The US economy added more jobs than expected in November

The U.S. economy added more jobs than expected in November, indicating that demand for new workers remains strong despite the Federal Reserve’s efforts to cool the economy.

Nonfarm payrolls rose by 263,000 last month, compared with an expected 200,000, according to data released by the Bureau of Labor Statistics. The numbers were a step down from an upwardly revised 284,000 jump recorded in October and a 269,000 increase in September.

Despite these gains, the unemployment rate remained steady at 3.7 percent.

The US dollar index rose 0.8 percent on the release of the data, on expectations that the figures would increase pressure for the Fed to keep raising interest rates. The blue-chip S&P 500 fell 1 percent and U.S. Treasuries sold off sharply, further boosting gains. The two-year Treasury yield, moving on interest rate expectations, rose 0.11 percentage point to 4.37 percent at one point.

“The labor market right now is both a blessing and a curse,” said Simona Mocuta, chief economist at State Street Global Advisors. “Obviously you don’t want really bad things to happen in the labor market, so it’s good to see job creation continuing. On the other hand, it complicates the Fed’s work.”

You see an image of an interactive graph. This is most likely due to being offline or having JavaScript disabled in your browser.

The US central bank is still trying to dampen economic activity by rapidly increasing borrowing costs to tame inflation, which is still at multi-decade highs.

Consumer demand has already started to decline, the housing sector has weakened and the technology sector has been hit by a wave of job cuts. However, despite the Fed’s benchmark policy rate currently hovering near 4 percent, the broader economy has shown surprising resilience.

Although the central bank is aiming for a higher than expected interest rate next year, it has indicated that it will move to a half-point increase in December, with a series of 0.75 percentage point increases. Many officials indicated that the benchmark policy rate could eventually reach 5 percent.

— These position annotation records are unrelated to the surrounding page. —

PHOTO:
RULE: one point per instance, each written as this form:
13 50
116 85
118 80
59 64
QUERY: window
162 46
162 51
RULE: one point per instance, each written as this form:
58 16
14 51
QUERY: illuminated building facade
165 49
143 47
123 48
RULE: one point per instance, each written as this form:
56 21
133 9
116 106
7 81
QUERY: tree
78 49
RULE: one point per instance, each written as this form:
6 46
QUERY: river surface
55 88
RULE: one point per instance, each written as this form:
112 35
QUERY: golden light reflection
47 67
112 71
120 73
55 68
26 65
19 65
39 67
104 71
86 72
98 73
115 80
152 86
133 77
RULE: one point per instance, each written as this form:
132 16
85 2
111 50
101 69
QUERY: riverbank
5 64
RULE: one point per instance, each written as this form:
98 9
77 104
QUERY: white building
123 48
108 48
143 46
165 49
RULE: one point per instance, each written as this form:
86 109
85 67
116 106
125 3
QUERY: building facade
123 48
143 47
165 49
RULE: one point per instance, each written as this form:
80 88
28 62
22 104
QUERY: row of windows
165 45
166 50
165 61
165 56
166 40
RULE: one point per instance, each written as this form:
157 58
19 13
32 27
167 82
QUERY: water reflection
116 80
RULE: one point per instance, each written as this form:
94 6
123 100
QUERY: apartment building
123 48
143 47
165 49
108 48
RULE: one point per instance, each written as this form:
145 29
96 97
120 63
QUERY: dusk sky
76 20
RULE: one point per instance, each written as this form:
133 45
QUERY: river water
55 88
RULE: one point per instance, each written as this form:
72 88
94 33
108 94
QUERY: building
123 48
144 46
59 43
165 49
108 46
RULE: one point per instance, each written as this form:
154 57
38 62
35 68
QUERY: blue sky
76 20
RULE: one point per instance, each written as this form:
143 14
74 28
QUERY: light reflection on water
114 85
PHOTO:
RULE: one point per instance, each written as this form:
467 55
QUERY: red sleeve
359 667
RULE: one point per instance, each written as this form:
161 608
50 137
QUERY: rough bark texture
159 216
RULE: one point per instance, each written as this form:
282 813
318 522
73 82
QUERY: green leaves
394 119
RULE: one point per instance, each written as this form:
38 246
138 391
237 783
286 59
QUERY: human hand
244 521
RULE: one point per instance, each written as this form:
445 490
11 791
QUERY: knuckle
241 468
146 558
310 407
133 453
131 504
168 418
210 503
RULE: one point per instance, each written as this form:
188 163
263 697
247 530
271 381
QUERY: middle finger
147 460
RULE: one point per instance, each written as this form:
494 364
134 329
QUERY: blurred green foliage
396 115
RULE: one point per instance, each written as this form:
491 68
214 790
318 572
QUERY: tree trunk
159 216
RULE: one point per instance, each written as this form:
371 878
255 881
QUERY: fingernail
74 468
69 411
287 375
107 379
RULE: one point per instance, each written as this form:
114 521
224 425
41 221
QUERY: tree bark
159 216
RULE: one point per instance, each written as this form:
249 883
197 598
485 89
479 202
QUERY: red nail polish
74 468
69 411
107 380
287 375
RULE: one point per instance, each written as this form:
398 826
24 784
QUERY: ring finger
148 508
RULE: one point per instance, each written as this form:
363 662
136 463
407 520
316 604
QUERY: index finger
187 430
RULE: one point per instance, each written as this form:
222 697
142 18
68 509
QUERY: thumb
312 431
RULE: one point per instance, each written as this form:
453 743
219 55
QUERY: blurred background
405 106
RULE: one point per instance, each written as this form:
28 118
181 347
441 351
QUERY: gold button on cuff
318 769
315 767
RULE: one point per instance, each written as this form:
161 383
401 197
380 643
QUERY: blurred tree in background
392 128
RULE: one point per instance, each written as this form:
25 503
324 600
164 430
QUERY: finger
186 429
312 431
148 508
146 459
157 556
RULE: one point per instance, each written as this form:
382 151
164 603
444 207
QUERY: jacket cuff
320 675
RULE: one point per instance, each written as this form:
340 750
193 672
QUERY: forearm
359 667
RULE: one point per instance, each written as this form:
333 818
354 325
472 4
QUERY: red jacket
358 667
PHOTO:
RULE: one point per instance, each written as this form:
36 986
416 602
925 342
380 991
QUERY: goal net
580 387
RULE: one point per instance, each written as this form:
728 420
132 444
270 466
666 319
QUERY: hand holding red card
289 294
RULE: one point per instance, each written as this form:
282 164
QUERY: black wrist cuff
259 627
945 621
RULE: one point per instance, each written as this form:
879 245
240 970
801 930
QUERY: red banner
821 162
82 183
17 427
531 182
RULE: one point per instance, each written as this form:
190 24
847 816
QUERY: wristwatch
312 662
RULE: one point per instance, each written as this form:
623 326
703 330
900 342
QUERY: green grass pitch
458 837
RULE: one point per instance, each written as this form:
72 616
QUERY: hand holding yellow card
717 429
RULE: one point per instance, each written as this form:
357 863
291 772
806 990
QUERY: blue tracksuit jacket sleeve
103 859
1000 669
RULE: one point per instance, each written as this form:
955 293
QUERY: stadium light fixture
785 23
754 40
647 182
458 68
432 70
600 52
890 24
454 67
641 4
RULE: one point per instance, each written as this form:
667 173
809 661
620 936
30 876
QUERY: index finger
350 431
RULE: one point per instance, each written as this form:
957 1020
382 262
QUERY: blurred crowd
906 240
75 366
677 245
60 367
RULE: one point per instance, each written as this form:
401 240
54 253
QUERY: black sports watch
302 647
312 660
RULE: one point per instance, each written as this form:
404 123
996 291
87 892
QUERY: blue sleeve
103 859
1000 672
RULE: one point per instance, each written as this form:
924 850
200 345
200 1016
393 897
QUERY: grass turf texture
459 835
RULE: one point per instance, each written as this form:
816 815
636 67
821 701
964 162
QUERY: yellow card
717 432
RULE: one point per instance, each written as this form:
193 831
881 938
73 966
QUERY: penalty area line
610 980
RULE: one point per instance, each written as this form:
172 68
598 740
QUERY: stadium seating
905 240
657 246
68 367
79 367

In remarks this week, Chairman Jay Powell said the need for higher rates stems from the Fed seeing “only early signs of moderation in labor demand.” Although the number of vacancies has fallen from its peak, it remains historically high.

Fed officials are concerned about wage growth and its impact on price pressures, given that inflation has far exceeded what is needed to return to the Fed’s 2 percent target.

In November, average hourly earnings rose another 0.6 percent from the previous period and rose 5.1 percent year-over-year. Mocuta said the wage data was the “most problematic” aspect of the latest report and said the Fed’s rate hikes will continue for some time.

Powell noted this week that monthly job growth also remained very high, citing estimates that suggested the pace would need to be 100,000 a month to keep pace with population growth. So far this year, the U.S. economy has added an average of 392,000 jobs per month, compared with 562,000 per month in 2021.

You see an image of an interactive graph. This is most likely due to being offline or having JavaScript disabled in your browser.

Many sectors are suffering from labor shortages and companies are raising wages as they try to attract new workers. In November, the so-called labor force participation rate, which tracks the share of workers working or looking for work, remained below the pre-pandemic level of 62.1 percent. Stalling the labor supply is the flow of early retirements and slowing immigration.

The leisure and hospitality sector was the biggest gainer in November, adding 88,000 jobs. However, the industry as a whole has yet to recover all of the jobs lost during the pandemic. Employment in health care, local government, and other service sectors also grew at a faster rate, while manufacturing and construction saw larger declines.

The transportation and warehousing sector reported losses, as did retail sales.

Cleveland Fed President Loretta Mester recently told the Financial Times that the shrinking labor supply will likely mean the central bank will have to do more to reduce demand for new hires, suggesting job losses are on the horizon.

Economists expect the unemployment rate to top 5 percent next year as the Fed keeps growth under control.

Additional reporting by Kate Duguid in New York

You see an image of an interactive graph. This is most likely due to being offline or having JavaScript disabled in your browser.